Sadly, while logical discourse once was held in the highest regard, today we see every fallacy from ad hominem to tu quoque appear online, in media, even in presidential debate.  In any case, the possibility of success in debating faith-based beliefs with simple logic defies my imagination.  The rare cases I can think of in which this has worked have been not merely historic, but often have created whole new religious faiths.  That's not truly our goal.

Emotion runs high, there's no doubt, in all this debate and discourse.  From the names being bandied about to the scenarios evoked, emotion has been manipulated.  Still, emotion is a good tool to revive the spirit of the believer and to convince the fence-sitter.  It is unusual for pure emotion to cause someone to change their minds and beliefs in the long term.

What's left is the personal.  Take out the representational, the fictional, the imagined scenario.  Fill in the blanks with true stories.  Show the fallacies of the wrong way of thinking, of marginalizing women, of dehumanizing them.  Believe that while there may be evil about, most people do indeed want to do what is good, proper, sustainable.  Give them reality.  Give them my story of experience and need.  Give them Carolyn Jones' story of suffering.  Give them yourself.  When I discuss the current legislative onslaught of anti-woman bills with women ten to fifteen years older than I am, the first thing everyone tells me is that they remember women they knew having back-alley abortions.  The real life stories are what strike horror in their minds before even the memories of not having the legal right to control over their own bodies, of needing permission from authorities to do what their own spiritual beliefs as well as physical needs and personal desires deemed right.

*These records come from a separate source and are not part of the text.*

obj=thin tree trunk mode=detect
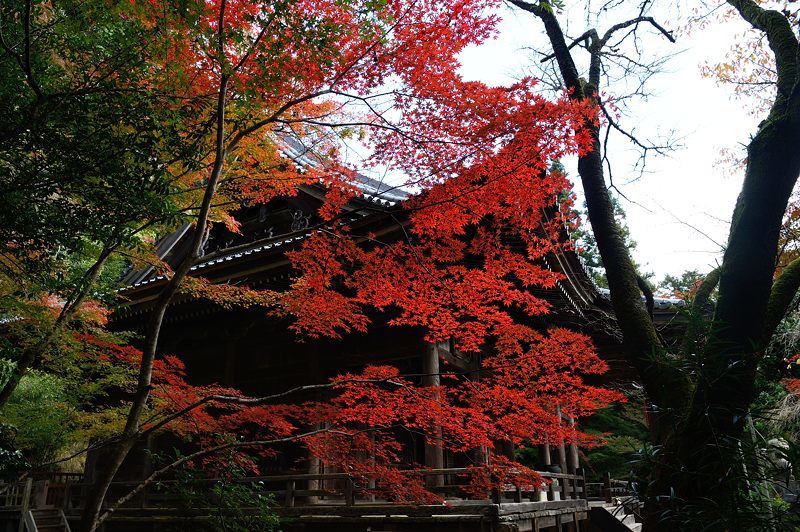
[80,66,228,532]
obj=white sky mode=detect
[461,3,759,280]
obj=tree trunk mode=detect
[510,0,800,530]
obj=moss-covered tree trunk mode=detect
[510,0,800,530]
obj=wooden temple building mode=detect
[1,139,678,532]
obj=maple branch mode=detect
[539,28,597,63]
[728,0,800,110]
[0,243,120,407]
[228,89,331,151]
[600,17,675,47]
[508,0,584,94]
[233,9,278,72]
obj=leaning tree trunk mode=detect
[510,0,800,529]
[677,0,800,516]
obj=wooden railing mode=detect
[0,468,586,512]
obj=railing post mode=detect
[17,477,33,532]
[603,472,611,504]
[344,477,356,506]
[286,479,295,508]
[547,477,557,501]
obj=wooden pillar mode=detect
[539,443,553,465]
[567,417,580,475]
[422,342,444,486]
[556,405,570,500]
[306,448,324,504]
[222,331,237,387]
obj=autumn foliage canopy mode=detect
[1,0,620,508]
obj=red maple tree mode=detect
[59,0,618,530]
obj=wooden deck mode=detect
[0,469,588,532]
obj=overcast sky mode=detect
[461,2,759,280]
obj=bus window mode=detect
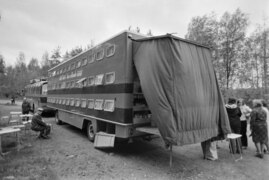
[104,100,115,112]
[70,98,74,106]
[94,74,104,85]
[77,70,82,77]
[76,99,80,107]
[81,99,87,108]
[81,58,87,66]
[105,72,115,84]
[106,45,115,57]
[76,61,81,68]
[94,99,104,110]
[89,53,95,63]
[88,76,95,86]
[65,99,69,106]
[96,49,104,61]
[88,99,94,109]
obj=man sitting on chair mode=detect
[31,108,50,139]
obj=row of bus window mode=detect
[49,72,115,90]
[59,70,83,81]
[49,44,115,77]
[48,97,115,112]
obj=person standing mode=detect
[31,108,51,139]
[262,100,269,154]
[225,98,242,154]
[250,99,268,158]
[21,98,31,114]
[238,99,252,149]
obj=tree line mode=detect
[0,45,93,98]
[185,9,269,100]
[0,9,269,101]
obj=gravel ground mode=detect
[0,100,269,180]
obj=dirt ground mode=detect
[0,100,269,180]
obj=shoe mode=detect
[41,135,50,139]
[255,153,263,159]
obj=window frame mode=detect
[95,48,105,61]
[87,76,95,86]
[87,99,95,109]
[80,99,87,108]
[94,99,104,110]
[94,74,105,86]
[105,71,116,84]
[88,53,95,63]
[75,98,80,107]
[103,99,115,112]
[81,57,88,66]
[106,44,116,57]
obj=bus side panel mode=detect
[58,110,84,129]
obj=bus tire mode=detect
[55,111,63,125]
[87,121,96,142]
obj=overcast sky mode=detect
[0,0,269,65]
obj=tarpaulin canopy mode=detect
[133,35,231,145]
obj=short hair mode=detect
[262,99,267,107]
[37,108,44,111]
[252,99,262,107]
[228,98,236,104]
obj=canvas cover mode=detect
[133,35,231,145]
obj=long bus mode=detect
[25,78,48,112]
[48,31,151,141]
[47,31,230,146]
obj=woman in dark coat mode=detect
[225,98,242,153]
[250,99,268,158]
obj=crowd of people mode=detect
[226,98,269,158]
[201,98,269,160]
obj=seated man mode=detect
[31,108,50,139]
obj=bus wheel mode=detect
[87,121,95,142]
[55,111,63,125]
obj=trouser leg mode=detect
[44,126,50,136]
[241,121,248,147]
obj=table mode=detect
[0,127,21,157]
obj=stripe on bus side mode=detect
[48,103,133,123]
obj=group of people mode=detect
[201,98,269,160]
[225,98,269,158]
[22,98,51,139]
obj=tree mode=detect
[69,46,83,57]
[185,9,248,89]
[40,51,50,77]
[185,12,222,88]
[12,52,29,92]
[147,30,153,36]
[218,9,248,89]
[27,58,40,71]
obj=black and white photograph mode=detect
[0,0,269,180]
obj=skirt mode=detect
[252,123,268,144]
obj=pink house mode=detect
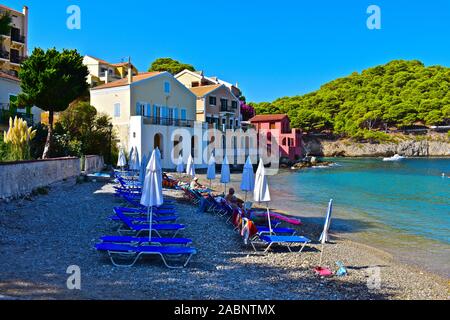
[250,114,303,161]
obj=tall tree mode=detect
[148,58,195,74]
[18,48,89,159]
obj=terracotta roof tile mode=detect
[249,114,287,122]
[189,84,222,97]
[91,72,161,90]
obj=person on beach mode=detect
[225,188,244,208]
[189,177,205,190]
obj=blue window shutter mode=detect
[136,102,141,116]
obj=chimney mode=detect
[22,6,28,57]
[128,58,133,84]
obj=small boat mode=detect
[383,154,406,161]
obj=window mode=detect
[164,81,170,93]
[114,103,120,118]
[220,99,228,109]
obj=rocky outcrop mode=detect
[304,136,450,157]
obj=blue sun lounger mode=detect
[256,226,297,236]
[113,207,178,217]
[118,195,175,210]
[95,243,197,269]
[108,215,178,223]
[116,210,185,238]
[250,235,311,253]
[100,236,192,246]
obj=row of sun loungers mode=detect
[174,180,311,252]
[95,172,197,268]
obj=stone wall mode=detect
[0,158,81,199]
[304,136,450,157]
[84,155,105,173]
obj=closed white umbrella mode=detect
[253,159,272,234]
[220,156,231,194]
[186,155,195,177]
[140,150,164,242]
[206,155,216,188]
[177,154,184,174]
[139,154,148,185]
[117,148,127,170]
[130,147,141,171]
[128,147,134,169]
[319,199,333,265]
[241,156,255,201]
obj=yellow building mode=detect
[0,4,28,77]
[90,72,196,158]
[83,55,138,88]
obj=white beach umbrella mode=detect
[177,154,184,174]
[241,156,255,201]
[140,150,164,242]
[319,199,333,266]
[253,159,272,234]
[139,154,148,184]
[117,148,127,169]
[206,155,216,188]
[130,147,141,171]
[220,156,231,194]
[186,155,195,177]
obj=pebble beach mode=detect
[0,179,449,300]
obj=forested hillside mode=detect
[252,60,450,139]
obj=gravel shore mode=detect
[0,181,449,300]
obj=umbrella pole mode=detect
[267,203,272,235]
[319,243,324,267]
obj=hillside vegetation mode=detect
[252,60,450,140]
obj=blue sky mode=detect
[0,0,450,102]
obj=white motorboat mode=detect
[383,154,406,161]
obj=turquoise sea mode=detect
[269,158,450,278]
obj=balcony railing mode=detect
[11,33,25,43]
[0,49,9,60]
[0,107,34,126]
[10,55,25,64]
[144,116,197,128]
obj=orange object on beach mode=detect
[314,267,333,277]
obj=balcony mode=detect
[220,105,234,112]
[144,116,201,128]
[10,55,25,64]
[0,49,9,61]
[0,103,34,126]
[11,33,25,44]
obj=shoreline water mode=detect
[197,164,450,281]
[0,181,449,300]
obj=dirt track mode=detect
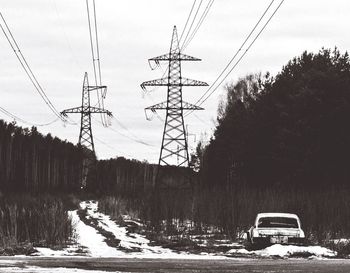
[0,257,350,273]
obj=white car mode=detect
[247,213,305,245]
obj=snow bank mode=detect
[227,244,337,258]
[0,266,127,273]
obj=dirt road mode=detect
[0,257,350,273]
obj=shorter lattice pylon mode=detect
[61,72,112,188]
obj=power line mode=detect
[86,0,108,127]
[185,0,284,116]
[0,12,65,121]
[181,0,203,50]
[0,106,59,127]
[93,118,154,147]
[179,0,197,43]
[181,0,214,51]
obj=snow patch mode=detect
[36,201,228,259]
[0,266,127,273]
[227,244,337,258]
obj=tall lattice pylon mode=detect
[141,26,208,184]
[61,72,112,188]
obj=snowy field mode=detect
[0,201,344,273]
[34,201,227,259]
[34,201,337,260]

Speak up,  in any way you can.  If you're participating in the Government Free V-JJ project, it's perfect as it's injecting the personal and making it tangible, real.  If you are not, that's fine, just don't remain silent nor complacent.  I'm willing to speak out to you, with you, for you.  Take my words and my life and join them to yours.  My daughters are depending on me and while they may turn their backs, I can't turn mine on them.